Wednesday, September 27, 2006

The importance of a model for newcomers

As I was reading on page 156 of Etienne Wenger's Communities of Practice book about negotiating pardigmatic trajectories, and how these can be reified milestones or actual people, it dawned on me that Wenger was talking, in layman's terms, about how people need a model for how to perform, achieve, and become. This is something I believe strongly, and I have written up some research about the importance of modeling in helping preservice teachers as they join the teaching community.

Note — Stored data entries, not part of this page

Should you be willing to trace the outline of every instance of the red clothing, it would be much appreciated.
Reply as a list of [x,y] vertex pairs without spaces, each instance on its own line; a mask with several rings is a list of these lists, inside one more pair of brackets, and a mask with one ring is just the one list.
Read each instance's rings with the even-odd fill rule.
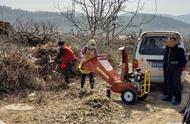
[[69,62],[73,62],[77,60],[77,57],[75,56],[74,52],[71,50],[70,47],[64,46],[64,53],[62,55],[62,63],[61,63],[61,69],[65,70],[67,67],[67,64]]

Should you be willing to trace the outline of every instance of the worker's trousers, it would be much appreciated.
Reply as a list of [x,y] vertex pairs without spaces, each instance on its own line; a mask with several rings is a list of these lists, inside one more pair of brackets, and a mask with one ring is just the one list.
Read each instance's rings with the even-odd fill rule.
[[65,68],[65,70],[62,70],[61,67],[59,67],[59,69],[58,69],[58,71],[64,75],[66,84],[70,83],[70,74],[72,72],[74,65],[75,65],[75,62],[69,62],[67,64],[67,67]]
[[82,74],[81,75],[81,88],[84,88],[86,76],[89,76],[90,88],[93,89],[94,88],[94,73]]
[[167,93],[167,71],[166,71],[166,69],[164,69],[163,71],[164,71],[164,90],[163,90],[163,94],[168,95],[168,93]]
[[166,88],[169,99],[175,96],[175,100],[181,102],[181,69],[179,67],[170,67],[168,69]]

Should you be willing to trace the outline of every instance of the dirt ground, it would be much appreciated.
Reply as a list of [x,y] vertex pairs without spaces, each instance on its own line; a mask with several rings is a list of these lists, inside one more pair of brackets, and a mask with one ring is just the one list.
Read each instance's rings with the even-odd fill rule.
[[[180,106],[162,102],[161,87],[153,85],[151,95],[136,105],[124,105],[120,94],[112,93],[112,98],[105,95],[106,83],[96,79],[93,94],[86,83],[86,94],[79,95],[79,80],[72,81],[69,89],[36,92],[37,100],[29,100],[28,91],[1,96],[0,120],[5,124],[170,124],[180,123],[182,115],[178,113],[188,98],[188,88],[183,92]],[[34,106],[32,111],[10,111],[5,109],[9,104],[26,103]]]

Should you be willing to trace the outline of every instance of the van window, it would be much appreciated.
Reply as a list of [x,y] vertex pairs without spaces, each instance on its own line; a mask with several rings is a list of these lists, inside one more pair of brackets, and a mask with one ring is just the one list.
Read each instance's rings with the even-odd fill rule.
[[167,36],[147,36],[142,39],[139,53],[143,55],[163,55]]

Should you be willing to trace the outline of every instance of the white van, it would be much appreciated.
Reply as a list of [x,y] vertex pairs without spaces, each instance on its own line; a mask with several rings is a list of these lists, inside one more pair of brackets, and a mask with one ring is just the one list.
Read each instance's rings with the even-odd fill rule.
[[144,32],[138,40],[133,68],[140,68],[142,72],[149,69],[151,71],[151,82],[163,82],[164,80],[163,53],[165,41],[170,36],[175,36],[179,47],[185,49],[182,37],[178,32]]

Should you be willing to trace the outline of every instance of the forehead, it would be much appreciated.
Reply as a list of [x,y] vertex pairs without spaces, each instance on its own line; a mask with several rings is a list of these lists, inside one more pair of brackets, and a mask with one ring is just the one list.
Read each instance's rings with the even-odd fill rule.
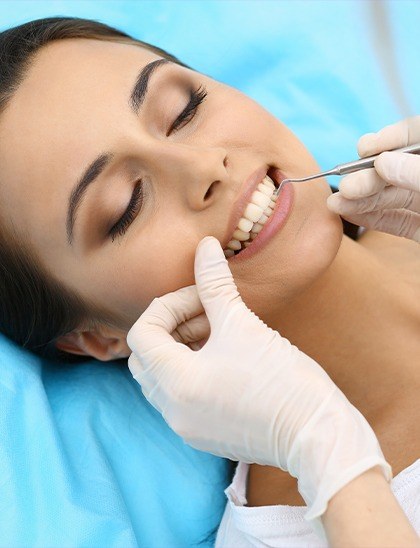
[[122,117],[133,116],[134,80],[157,58],[138,46],[86,39],[39,50],[0,117],[0,214],[18,211],[18,232],[42,239],[46,223],[64,226],[68,194],[84,167],[113,148]]
[[76,138],[76,128],[89,138],[89,115],[96,121],[95,115],[102,118],[112,111],[111,106],[124,108],[133,78],[154,58],[144,48],[126,44],[85,39],[53,42],[33,60],[1,116],[0,129],[8,130],[10,142],[23,130],[18,142],[23,146],[25,136],[32,137],[33,151],[46,135],[53,139],[50,146],[55,142],[77,144],[80,134]]

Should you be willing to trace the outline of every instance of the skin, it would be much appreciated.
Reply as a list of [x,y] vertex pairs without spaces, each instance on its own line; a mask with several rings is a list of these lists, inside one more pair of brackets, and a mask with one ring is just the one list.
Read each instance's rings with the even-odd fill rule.
[[[129,356],[126,334],[151,300],[194,283],[198,242],[206,235],[222,240],[253,171],[276,166],[300,177],[319,169],[256,102],[177,65],[152,77],[152,93],[135,116],[129,92],[138,71],[157,58],[126,44],[49,44],[0,119],[2,219],[29,238],[53,276],[113,315],[113,326],[80,326],[58,343],[100,360]],[[189,88],[200,84],[208,97],[196,116],[166,136]],[[68,196],[105,150],[117,154],[119,165],[88,190],[71,247]],[[144,207],[112,242],[104,227],[123,213],[138,178]],[[414,242],[385,234],[368,232],[360,242],[343,237],[340,218],[326,207],[330,193],[322,179],[295,185],[284,227],[231,270],[246,304],[318,361],[365,415],[396,474],[420,450],[420,252]],[[257,465],[247,496],[250,505],[303,504],[294,478]]]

Anyway, in my own community of church youth, I have seen the importance of models. For starters, they will only ask members of the faith that they feel model good conduct to work with the youth, because they want the youth to see good models of grown adults. Also, the youth themselves are models for each other, particularly the older ones. Our scout troop is small, and contains boys of all ages, whereas most troops are only comprised of 12 to 14-year-olds. At scout camp, our troop was remarkably better behaved than all the others and must more productive. Why? Because we have a great 16-year-old Senior Patrol Leader that sets the tone and gives the model, and the other boys fall in line with him, whereas other troops have boys all of the same age, without clear models of older youth for them to follow.

I have also thought that in schools, children would learn more appropriate behavior, and we would see a decline in cliques, bullying, mob behavior, and better learning if the grades were more integrated so that older children worked alongside younger ones. The older kids would provide the model, and it would break up the cliques that occur when you have a bunch of kids of the same age associating together.

I don't know if that would really work, but it just seems logical to me that it could.